Point: For every gallon of gasoline, diesel or finished products we manufactured and sold in the United States in the last three months of 2010, we earned a little more than 2 cents per gallon.
Counterpoint: Adding all the oil company profits together including their upstream, downstream and chemical divisions and then dividing that amount by the total gallons of fuel sold is somewhat misleading. Each one of those is separate profit centers and not the only products sold by the oil company.


Point: Crude oil is a commodity, and like all other commodities – such as corn, wheat or sugar – the price is determined by buyers and sellers in a global market.
Counterpoint: ExxonMobil is one of five “super major" vertically integrated oil companies in the US controlling the process of refining gasoline from the wellhead to the pump. Crude oil, the raw material from which gasoline is refined, is either purchased or obtained from company owned or controlled wells with prices set according to the gravity of the crude oil. ExxonMobil utilizes the Last In/First Out method of accounting and the last price at which crude oil was obtained establishes the posted price for crude oil delivered to their refinery gates.

Point: ExxonMobil owns less than 1 percent of the world’s oil reserves, and it produces less than 3 percent of the world’s daily oil supply.
Counterpoint: ExxonMobil is the largest oil company in the world and when the elephant in the jungle trumpets, the market listens. The throughput of their refineries and percentage of market share have a big influence on the other oil companies’ reaction on how they in turn price their products.
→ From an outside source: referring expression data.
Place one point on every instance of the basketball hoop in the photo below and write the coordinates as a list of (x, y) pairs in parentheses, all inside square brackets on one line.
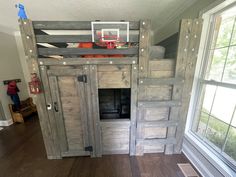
[(110, 41), (110, 34)]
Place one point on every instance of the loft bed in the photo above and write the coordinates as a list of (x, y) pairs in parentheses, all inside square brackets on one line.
[(78, 119)]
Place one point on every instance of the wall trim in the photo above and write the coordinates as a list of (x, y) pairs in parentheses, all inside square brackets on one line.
[(6, 123), (198, 164)]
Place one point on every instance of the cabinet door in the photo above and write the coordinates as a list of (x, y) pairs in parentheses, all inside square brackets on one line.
[(69, 103)]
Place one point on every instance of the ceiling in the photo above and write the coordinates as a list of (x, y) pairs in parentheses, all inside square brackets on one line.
[(160, 12)]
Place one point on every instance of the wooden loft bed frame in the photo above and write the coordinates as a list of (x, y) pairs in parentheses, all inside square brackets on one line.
[(158, 90)]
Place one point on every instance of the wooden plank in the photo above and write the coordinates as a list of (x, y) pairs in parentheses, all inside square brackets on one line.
[(58, 115), (73, 38), (87, 61), (154, 132), (157, 141), (133, 104), (83, 51), (84, 117), (188, 74), (75, 153), (115, 136), (88, 92), (63, 72), (160, 81), (30, 48), (163, 123), (95, 109), (162, 65), (72, 25), (122, 123), (113, 68), (185, 30), (156, 114), (144, 43), (151, 104)]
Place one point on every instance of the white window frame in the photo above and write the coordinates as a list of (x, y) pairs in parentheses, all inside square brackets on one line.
[(205, 149)]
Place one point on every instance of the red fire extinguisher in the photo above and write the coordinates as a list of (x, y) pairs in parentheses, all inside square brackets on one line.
[(35, 84)]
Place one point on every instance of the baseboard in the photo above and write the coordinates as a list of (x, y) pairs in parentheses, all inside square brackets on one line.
[(198, 164), (6, 123)]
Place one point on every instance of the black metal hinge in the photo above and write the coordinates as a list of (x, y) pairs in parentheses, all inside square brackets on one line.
[(82, 78), (89, 148)]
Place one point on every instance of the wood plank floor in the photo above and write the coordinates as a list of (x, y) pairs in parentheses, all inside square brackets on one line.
[(22, 154)]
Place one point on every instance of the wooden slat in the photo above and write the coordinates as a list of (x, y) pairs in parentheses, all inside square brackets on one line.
[(88, 61), (188, 75), (72, 25), (73, 38), (95, 109), (74, 153), (59, 123), (163, 123), (157, 141), (82, 51), (160, 81), (30, 48), (144, 43), (63, 72), (133, 118), (151, 104)]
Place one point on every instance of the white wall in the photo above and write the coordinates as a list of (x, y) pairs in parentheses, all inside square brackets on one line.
[(10, 68), (173, 27)]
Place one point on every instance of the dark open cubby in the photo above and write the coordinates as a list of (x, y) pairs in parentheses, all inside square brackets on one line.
[(114, 103)]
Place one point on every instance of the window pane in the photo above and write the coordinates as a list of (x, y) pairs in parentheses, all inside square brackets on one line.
[(233, 40), (217, 64), (216, 131), (208, 98), (230, 68), (230, 146), (225, 32), (202, 123), (224, 103)]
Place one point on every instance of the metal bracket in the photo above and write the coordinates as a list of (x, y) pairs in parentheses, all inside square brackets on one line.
[(89, 148), (82, 78)]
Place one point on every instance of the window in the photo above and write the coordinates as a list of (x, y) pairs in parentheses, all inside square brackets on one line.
[(215, 111)]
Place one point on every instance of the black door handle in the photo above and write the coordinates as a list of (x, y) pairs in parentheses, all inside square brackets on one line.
[(55, 105)]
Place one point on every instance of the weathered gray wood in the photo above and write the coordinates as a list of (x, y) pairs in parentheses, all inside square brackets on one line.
[(30, 48), (144, 43), (115, 136), (163, 123), (156, 114), (63, 72), (87, 61), (157, 141), (51, 116), (188, 74), (75, 153), (160, 81), (73, 38), (185, 30), (58, 115), (95, 109), (84, 117), (89, 110), (133, 104), (151, 104), (83, 51), (73, 25)]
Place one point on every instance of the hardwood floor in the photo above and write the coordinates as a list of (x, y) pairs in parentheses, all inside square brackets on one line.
[(22, 154)]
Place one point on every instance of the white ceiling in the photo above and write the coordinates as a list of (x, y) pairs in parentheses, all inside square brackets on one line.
[(160, 12)]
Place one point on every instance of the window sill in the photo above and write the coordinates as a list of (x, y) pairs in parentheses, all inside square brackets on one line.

Point: Last year, our total taxes and duties to the US government topped $9.8 billion, which includes an income tax expense of $1.6 billion.
Counterpoint: This is a somewhat misleading statement since taxes and duties include tax credits allowed on payment to foreign governments. It is another subsidy, devised by the US State Department in the 1950s, which allows US based oil companies to reclassify the royalties they are charged by foreign governments as taxes. Those can then be deducted dollar-for-dollar from their domestic tax bill. That provision alone will cost the federal government $8.2 billion over the next decade, according to the Treasury Department. These are currently allowed to be reported as taxes paid to the US Government. The following opinion re-printed from the Harvard Law Review gives a more detailed explanation on how this works:


BP, ChevronTexaco, ConocoPhillips and Shell, the other four super-major oil companies, said their profits rose in the first quarter because of soaring crude prices and other factors.

Members of Congress and President Obama used the record setting earning reports to step up calls for the repeal of the $4 billion in annual depletion allowance tax breaks for oil producers. John Boehner, R-Oh, Speaker of the House, first seemed to want to go along with eliminating this tax break only for the large oil companies but then changed his mind.

Jeff Sheets, Chief Financial Officer of ConocoPhillips, said that while the industry's profits are higher, the margins are still slim compared to the amount of assets oil companies maintain, and profits haven't risen as fast as gasoline prices. “When critics focus only on the bottom-line number, they lose the scope of what's required to produce that profit," Sheets said
.
The industry further argues that ending tax breaks would cut investment in new oil and natural gas projects, cost new jobs and decrease oil and natural gas production.

Senate Majority Leader Harry Reid, D-Nev., said the Senate as early as next week could take up Obama's proposal to halt the tax breaks and President Obama said the $4 billion a year in oil subsidies would be spent on alternative energy investments.

Holding a commodity off the market and then selling it after the price goes up is only one form of speculation, and it’s not one that works very well in the oil market. Simply put when gasoline prices increase so do the profits at the oil companies.